• [^] # Re: Et le fuzzing alors ?

    Posté par . En réponse au journal Le gouvernement US paie l'audit de projets libres (la suite). Évalué à 7.

    Les deux approches sont intéressantes et complémentaires. Une analyse statique permet par exemple de trouver tous les cas (sans exceptions, mais peut-être avec des faux positifs si l'analyse n'est pas assez précise) où on aurait fait une erreur dans la gestion de ses pointeurs, plus généralement de montrer qu'un programme n'a jamais de 'Runtime Exception' (voir par exemple http://www.astree.ens.fr/ : analyse statique des logiciels critiques des Airbus ; bon évidemment ça ne protège pas des bugs liés au matériel). Ça peut aussi permettre de montrer qu'on n'a pas de fuite de mémoire, de dépassement de tampon, etc. etc.
    Tous ces bugs, quoique n'ayant que peu de chances d'arriver, peuvent induire des failles de sécurité importantes, il est nécessaire de les corriger.

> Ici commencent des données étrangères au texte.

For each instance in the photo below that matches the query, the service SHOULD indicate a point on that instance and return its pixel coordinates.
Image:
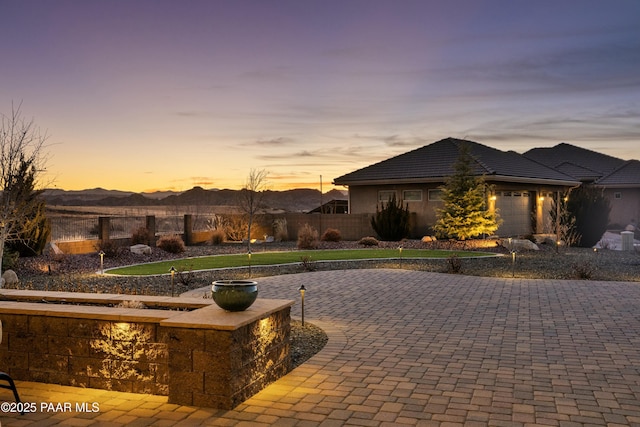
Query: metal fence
(122, 227)
(69, 229)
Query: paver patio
(418, 348)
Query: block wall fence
(351, 226)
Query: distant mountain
(298, 200)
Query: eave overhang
(440, 180)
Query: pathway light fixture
(302, 290)
(101, 253)
(172, 270)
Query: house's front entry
(514, 208)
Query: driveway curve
(424, 348)
(420, 348)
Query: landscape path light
(101, 262)
(302, 290)
(173, 273)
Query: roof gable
(583, 160)
(434, 162)
(626, 175)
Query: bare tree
(21, 161)
(251, 197)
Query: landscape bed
(287, 257)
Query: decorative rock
(520, 244)
(140, 249)
(53, 248)
(9, 277)
(627, 240)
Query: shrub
(171, 243)
(331, 235)
(591, 210)
(217, 237)
(110, 248)
(280, 230)
(236, 227)
(368, 241)
(391, 222)
(583, 270)
(307, 237)
(140, 236)
(307, 263)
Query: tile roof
(434, 162)
(626, 175)
(583, 162)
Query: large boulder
(10, 277)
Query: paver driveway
(420, 348)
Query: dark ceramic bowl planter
(234, 295)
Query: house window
(412, 195)
(435, 195)
(386, 195)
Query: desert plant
(368, 241)
(591, 211)
(307, 263)
(110, 248)
(280, 232)
(140, 236)
(171, 243)
(564, 222)
(583, 270)
(331, 235)
(217, 237)
(464, 213)
(391, 222)
(132, 304)
(236, 227)
(307, 237)
(454, 264)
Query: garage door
(514, 208)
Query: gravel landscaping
(80, 273)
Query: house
(523, 189)
(333, 206)
(619, 179)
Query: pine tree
(464, 213)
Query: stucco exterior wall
(625, 205)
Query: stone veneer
(204, 357)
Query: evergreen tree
(391, 222)
(464, 213)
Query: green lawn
(274, 258)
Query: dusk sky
(166, 95)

    Alors forcément puisque l'analyse statique prend en compte toutes les possibilités d'exécution d'un programme, elle est moins précise qu'une analyse dynamique.

    L'analyse dynamique elle ne prend en compte que quelques (ça peut être beaucoup mais on ne va jamais tester toutes les valeurs possibles d'un entier aléatoire par exemple... Surtout s'il fait 64 bits ;-) ) exécutions. Elle est plus précise et très ciblée. Par exemple il peut s'agir de vérifier les types d'arguments à l'exécution. Elle fournit moins d'erreurs et permet de cibler beaucoup plus précisément quel type de comportement on veut analyser, en cela elle est tout à fait complémentaire à l'analyse statique.